Neville, 38, takes over the nonpartisan research service that assists the governor and his staff, the Legislature and other select state officials prepare reports and memoranda on policy issues. The bureau, which is part of the California State Library, also works on special projects, like the 2013 Women Veteran Survey, and regularly publishes “Studies in the News.”
“Studies in the News” is a compilation of published policy-related items, with summaries and links the governor’s office or the Legislature might find significant. The bureau justifiably describes it as “an excellent way for policy professionals to stay up-to-date about research in their fields.” Access is free.
The bureau promises “discreet services” for those who use its specialized library services, accessing an extensive collection of materials, including databases, on historical and current policy issues. The bureau also regularly conducts seminars and presentations by think tank scholars and academics.
Neville grew up in Berlin, Connecticut, and became interested in technology as a child, at the dawn of the desktop computer age.
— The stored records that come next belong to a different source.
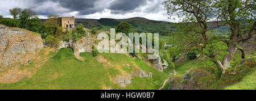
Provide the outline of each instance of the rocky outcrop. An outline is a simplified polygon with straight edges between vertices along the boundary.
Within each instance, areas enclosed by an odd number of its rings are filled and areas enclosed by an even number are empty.
[[[208,71],[192,68],[186,72],[182,78],[172,77],[169,79],[170,90],[203,90],[209,82],[214,81],[214,76]]]
[[[168,62],[166,61],[162,62],[159,55],[156,56],[156,59],[150,60],[150,61],[154,65],[154,67],[160,71],[163,71],[164,69],[168,68]]]
[[[0,67],[27,65],[43,47],[39,34],[0,24]]]
[[[126,85],[129,85],[131,83],[131,79],[134,76],[140,77],[142,78],[152,78],[152,77],[153,76],[153,73],[148,73],[140,69],[137,69],[131,74],[123,73],[122,75],[115,77],[113,81],[118,84],[121,87],[125,87],[126,86]]]
[[[125,73],[122,75],[118,75],[114,79],[114,82],[118,84],[121,87],[126,87],[127,85],[131,83],[132,74]]]
[[[59,49],[71,48],[74,51],[75,54],[79,54],[82,52],[91,52],[92,47],[94,45],[94,38],[91,37],[82,37],[77,41],[70,40],[69,41],[60,41]]]
[[[141,69],[138,69],[138,73],[137,73],[137,75],[142,78],[144,78],[144,77],[150,77],[150,78],[152,78],[152,76],[153,75],[153,74],[152,73],[147,73],[147,72],[141,70]]]

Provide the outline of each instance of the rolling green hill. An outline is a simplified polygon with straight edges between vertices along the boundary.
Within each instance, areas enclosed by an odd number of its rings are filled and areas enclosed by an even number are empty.
[[[47,19],[41,19],[42,23],[44,23]],[[129,19],[112,19],[101,18],[100,19],[76,19],[75,24],[81,23],[89,29],[96,27],[99,31],[110,31],[110,28],[115,28],[117,25],[122,22],[126,22],[132,26],[132,32],[151,32],[159,33],[162,36],[168,36],[170,32],[175,31],[176,27],[174,23],[158,21],[147,19],[144,18],[135,17]],[[210,27],[213,26],[212,22],[208,23]],[[217,28],[214,32],[216,34],[225,37],[228,36],[226,34],[229,31],[228,27],[225,26]],[[225,33],[223,33],[225,32]]]

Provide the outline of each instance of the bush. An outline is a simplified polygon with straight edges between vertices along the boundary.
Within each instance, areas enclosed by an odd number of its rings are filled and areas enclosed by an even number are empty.
[[[96,27],[93,28],[90,31],[90,33],[93,35],[96,35],[98,32],[98,29]]]
[[[51,47],[57,48],[60,44],[59,40],[52,35],[46,37],[46,42]]]
[[[92,51],[92,54],[94,56],[96,57],[98,54],[98,50],[94,49],[93,49],[93,51]]]
[[[62,36],[62,40],[64,41],[68,41],[69,39],[72,38],[72,32],[68,30],[66,30],[64,34]]]
[[[188,53],[187,55],[190,60],[194,60],[196,58],[197,52],[196,51],[190,51]]]
[[[175,69],[175,68],[176,68],[175,64],[174,64],[174,63],[172,62],[168,62],[168,67],[169,68],[171,68],[171,69]]]
[[[1,20],[1,24],[8,26],[9,27],[20,27],[20,21],[19,19],[7,19]]]

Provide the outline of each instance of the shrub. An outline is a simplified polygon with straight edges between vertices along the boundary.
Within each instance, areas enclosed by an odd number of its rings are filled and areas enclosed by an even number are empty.
[[[127,22],[121,22],[117,27],[117,32],[128,35],[131,28],[131,25]]]
[[[98,50],[94,49],[93,49],[93,51],[92,51],[92,54],[94,56],[96,57],[98,54]]]
[[[93,35],[96,35],[98,32],[98,29],[96,27],[93,28],[92,30],[90,31],[90,33],[92,33]]]
[[[196,58],[197,52],[196,51],[190,51],[188,53],[187,55],[190,60],[194,60]]]
[[[168,62],[168,67],[169,68],[171,68],[171,69],[175,69],[175,68],[176,68],[175,64],[174,64],[174,63],[172,62]]]
[[[81,36],[84,36],[85,35],[85,31],[84,30],[84,24],[80,23],[76,27],[76,30],[77,31],[77,33]]]
[[[20,21],[19,19],[3,19],[1,22],[1,24],[9,27],[19,27],[21,26]]]
[[[54,48],[57,48],[60,44],[59,40],[52,35],[46,37],[46,42],[50,47]]]

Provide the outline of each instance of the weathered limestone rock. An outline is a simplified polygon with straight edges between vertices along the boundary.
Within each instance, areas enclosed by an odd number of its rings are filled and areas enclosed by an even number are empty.
[[[83,37],[77,41],[69,40],[68,41],[60,41],[59,49],[63,48],[71,48],[74,50],[75,54],[79,54],[82,52],[91,52],[92,47],[94,45],[93,37]]]
[[[181,56],[178,60],[177,60],[174,63],[178,64],[179,62],[186,61],[188,60],[189,60],[189,58],[188,57],[187,53],[184,53],[182,54]]]
[[[156,69],[160,71],[163,71],[163,68],[162,67],[161,62],[161,57],[159,55],[158,55],[156,57],[156,59],[151,60],[152,64],[154,64]]]
[[[0,24],[0,67],[15,63],[27,65],[43,46],[40,35]]]
[[[205,89],[207,82],[213,81],[212,74],[205,70],[192,68],[186,72],[182,78],[172,77],[170,78],[170,90],[202,90]],[[208,79],[202,81],[201,78]]]
[[[162,66],[164,69],[168,69],[168,62],[166,61],[164,61],[164,62],[162,63]]]
[[[159,55],[156,56],[156,59],[150,60],[150,61],[154,65],[155,68],[160,71],[163,71],[163,69],[167,69],[168,67],[168,62],[166,61],[161,61],[161,57]]]
[[[150,77],[150,78],[152,78],[152,76],[153,75],[153,74],[152,73],[147,73],[147,72],[141,70],[141,69],[138,69],[138,76],[142,77],[142,78],[144,78],[144,77]]]
[[[122,75],[118,75],[114,79],[114,82],[118,84],[121,87],[126,87],[127,85],[131,83],[132,74],[125,73]]]

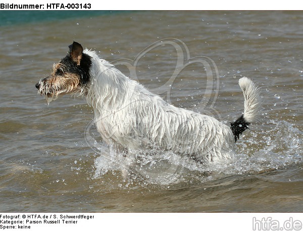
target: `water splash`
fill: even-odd
[[[93,178],[101,178],[109,174],[120,175],[127,185],[135,181],[141,185],[167,185],[258,174],[302,161],[302,131],[286,121],[270,120],[266,127],[261,131],[251,131],[249,138],[243,137],[237,142],[237,154],[232,160],[207,165],[157,147],[145,151],[131,150],[124,157],[104,143],[98,143],[100,155],[94,161]]]

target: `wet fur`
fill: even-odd
[[[232,157],[235,141],[257,117],[260,91],[248,78],[241,79],[239,84],[244,112],[230,128],[212,117],[168,104],[74,42],[52,74],[36,87],[48,102],[59,95],[84,96],[93,108],[102,137],[118,151],[157,146],[206,163]]]

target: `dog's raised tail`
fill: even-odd
[[[251,80],[243,77],[239,80],[239,85],[244,95],[244,113],[236,121],[230,123],[235,142],[248,128],[248,126],[256,121],[261,105],[260,89]]]

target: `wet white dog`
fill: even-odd
[[[230,127],[215,119],[169,104],[126,76],[96,53],[78,43],[36,85],[48,102],[79,93],[93,108],[103,139],[127,155],[127,150],[156,145],[201,163],[229,159],[239,135],[254,121],[260,107],[259,89],[251,80],[239,81],[244,114]]]

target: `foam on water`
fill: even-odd
[[[124,181],[139,180],[144,184],[168,185],[189,180],[205,182],[233,175],[258,174],[301,162],[303,133],[286,121],[270,120],[266,125],[266,131],[250,131],[250,138],[243,137],[237,142],[237,154],[232,160],[207,165],[157,147],[152,150],[130,150],[124,157],[104,143],[95,140],[99,156],[94,160],[93,178],[118,172]]]

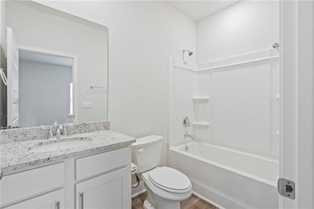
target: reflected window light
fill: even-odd
[[[70,83],[70,114],[73,115],[73,83]]]

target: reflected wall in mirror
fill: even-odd
[[[1,86],[0,126],[107,120],[107,28],[31,1],[1,3],[16,43],[6,30],[1,44],[11,86]]]
[[[75,70],[71,58],[19,51],[20,128],[73,123]]]

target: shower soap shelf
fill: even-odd
[[[193,97],[192,99],[195,102],[208,102],[210,98],[209,97]]]
[[[193,121],[192,123],[193,126],[195,126],[199,127],[208,127],[209,125],[209,123],[208,122],[197,122],[195,121]]]

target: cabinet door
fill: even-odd
[[[59,202],[59,208],[57,203]],[[59,189],[26,200],[4,209],[64,209],[64,191]]]
[[[76,184],[76,208],[131,209],[130,166]]]

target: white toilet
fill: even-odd
[[[147,190],[144,202],[146,209],[180,209],[180,202],[192,194],[189,179],[181,172],[168,167],[157,167],[160,163],[162,137],[156,135],[136,139],[132,144],[133,163]]]

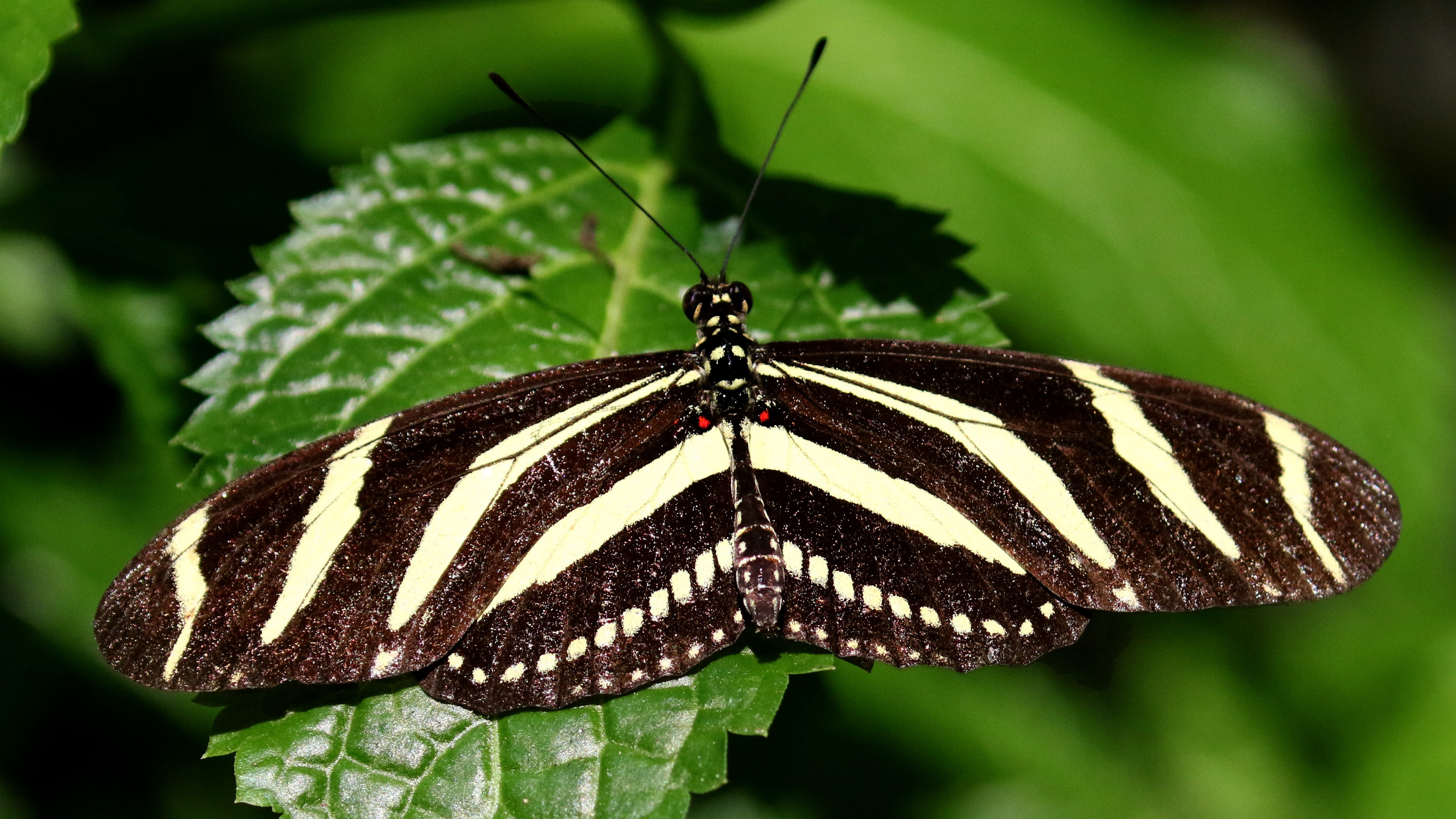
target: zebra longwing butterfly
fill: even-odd
[[[1395,545],[1385,479],[1281,412],[1028,353],[760,345],[725,270],[683,297],[690,351],[501,380],[233,481],[112,583],[102,653],[183,691],[422,672],[494,714],[686,673],[750,624],[862,665],[1024,665],[1082,609],[1324,597]]]

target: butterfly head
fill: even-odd
[[[753,293],[743,281],[695,284],[683,293],[683,315],[706,338],[732,329],[743,332],[743,319],[753,309]]]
She received a Bachelor of Arts in philosophy from the University of North Carolina at Chapel Hill before picking up a Master of Public Administration at the University of Southern California (USC).
Neville was special project and broker’s assistant at Suretrade.com in Rhode Island for a year before signing up with AmeriCorps VISTA in 2000 and becoming founder/director of the Cyber Y Community Technology Center, at the YMCA of San Diego. She taught computer repair, digital literacy and civic engagement classes.
Neville left in 2002 to become program associate at Community Technology Centers’ Network. Two years later, she began work at her first government job, as a legislative aide to Democratic state Senator Sheila Kuehl. Neville worked on legislation and advised Kuehl on the state budget, information technology, telecommunications, transportation and corrections reform.
Neville moved to California’s Public Utilities Commission (PUC) in 2006 as a senior analyst, where she worked on advanced digital equity issues, including universal service and broadband. Two years later, she was hired as assistant secretary for Economic Development & Technology at the Business, Transportation and Housing Agency (now reconfigured and renamed).
Neville left government, and the country, in 2008 and moved to Switzerland, near Geneva, to work at the World Economic Forum for 11 months. Among her duties, she facilitated workshops for C-Suite IT executives (the company’s senior elites) at the Davos annual meeting and elsewhere.
She returned to government when her fellowship at the forum ended and took the broadband initiative director’s job at the Commerce Department. In 2011, the NTIA introduced the National Broadband Map, the first public searchable nationwide map of broadband access.
She was there for five years before returning to California. Neville officially takes over at the bureau June 10. The position does not require Senate confirmation and the compensation is $131,004.